(うーん……。子どもの頃って、悲しい思い出はすぐ忘れるようにするもんなー。まあ、今はこうやって、また一緒に過ごせているわけだし)
そう思った俺は、それ以上無理に思い出すのをやめた。
「ねー、ねー? あと、どれくらい?」
「どれくらーい?」
「ほーら。和兄の邪魔をしてないで、こっちで待ってなさい」
和兄の足へ纏わるように掴まり続ける双子へ向かって俺が声をかけると、双子は口先を尖らせながら、渋々和兄から離れた。
「はーい」
「えいとおうじ、さっきのつづきやろー」
和兄から離れた双子は、今度は瑛斗先輩の元に走り寄ると、瑛斗先輩の手を引いてソファーへと向かっていってしまった。
「ごめんね、和兄。荷物置いて着替えたら、俺も手伝うから」
「なに言ってんだ。オレに全部任せておけって。それより、理央。ちょっとこっち来い」
コンロの火にかけているフライパンの蓋を少し開けて、熱の入り具合を確認し終えた和兄は、俺を呼ぶように手招きをした。
「……?」
何だろうと思いつつ、俺は首をちょっと傾げて肩にかけていたスクールバックを足元に置くと、キッチンのコンロ前に立つ和兄の元に向かった。

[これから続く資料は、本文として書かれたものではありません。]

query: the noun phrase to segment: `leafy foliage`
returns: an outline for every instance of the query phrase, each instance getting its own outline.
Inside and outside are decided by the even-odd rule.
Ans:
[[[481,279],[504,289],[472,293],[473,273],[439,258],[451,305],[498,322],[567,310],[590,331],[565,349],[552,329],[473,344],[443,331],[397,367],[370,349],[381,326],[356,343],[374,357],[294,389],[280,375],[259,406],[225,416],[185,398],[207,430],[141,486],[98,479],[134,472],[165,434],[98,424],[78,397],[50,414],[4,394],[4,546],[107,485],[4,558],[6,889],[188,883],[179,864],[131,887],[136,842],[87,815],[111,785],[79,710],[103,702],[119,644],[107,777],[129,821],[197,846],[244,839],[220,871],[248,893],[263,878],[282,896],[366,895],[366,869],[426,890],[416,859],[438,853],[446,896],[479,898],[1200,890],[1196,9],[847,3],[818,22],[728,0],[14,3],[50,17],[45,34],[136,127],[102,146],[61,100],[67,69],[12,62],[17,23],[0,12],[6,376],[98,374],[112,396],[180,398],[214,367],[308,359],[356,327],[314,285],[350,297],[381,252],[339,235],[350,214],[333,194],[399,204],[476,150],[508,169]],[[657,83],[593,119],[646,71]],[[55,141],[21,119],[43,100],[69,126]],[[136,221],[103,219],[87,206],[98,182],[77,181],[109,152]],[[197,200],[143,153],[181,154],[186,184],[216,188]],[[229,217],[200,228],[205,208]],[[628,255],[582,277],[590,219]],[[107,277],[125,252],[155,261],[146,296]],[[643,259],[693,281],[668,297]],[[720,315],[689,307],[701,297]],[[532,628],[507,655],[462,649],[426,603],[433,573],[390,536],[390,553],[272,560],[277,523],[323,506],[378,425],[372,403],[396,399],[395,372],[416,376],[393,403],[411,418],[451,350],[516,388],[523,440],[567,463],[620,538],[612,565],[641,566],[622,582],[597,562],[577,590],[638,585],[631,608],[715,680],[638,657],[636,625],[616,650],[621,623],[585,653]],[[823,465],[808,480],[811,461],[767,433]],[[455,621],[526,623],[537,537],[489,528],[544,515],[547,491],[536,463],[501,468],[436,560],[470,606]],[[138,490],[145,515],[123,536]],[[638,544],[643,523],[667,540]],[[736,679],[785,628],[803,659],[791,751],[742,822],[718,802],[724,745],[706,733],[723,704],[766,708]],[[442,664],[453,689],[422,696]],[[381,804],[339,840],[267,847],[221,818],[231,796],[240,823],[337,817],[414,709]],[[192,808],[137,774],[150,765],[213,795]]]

「なに? 和兄。あっ、今更だけど、今日は本当にありがとう。おかげで助かったよ。そうだ、瑛斗先輩にもまだお礼を伝えて……」
俺はリビングのソファー前にいる瑛斗先輩へ、お礼を言おうと声をかけようとすると、和兄は俺の頭にそっと手を置いた。
「なに、和兄? どうしたの? わっ……!」
頭に置かれた手で急に髪を搔き乱され、自分の長くて邪魔な前髪で視界が隠されてしまうと、和兄の顔が見えなくなってしまった。
「ちょ、ちょっと! もう、和兄! いいかげんに……」
和兄の手首を掴んで、俺の髪を搔き乱していた手の動きをなんとか止めると、やっと和兄の顔を見ることができた。
(えっ……和兄……)
思わず俺が言葉を失ってしまったのは、和兄が眉を下げて、唇を噛みしめながら、酷く悲しげな顔をしていたからだった。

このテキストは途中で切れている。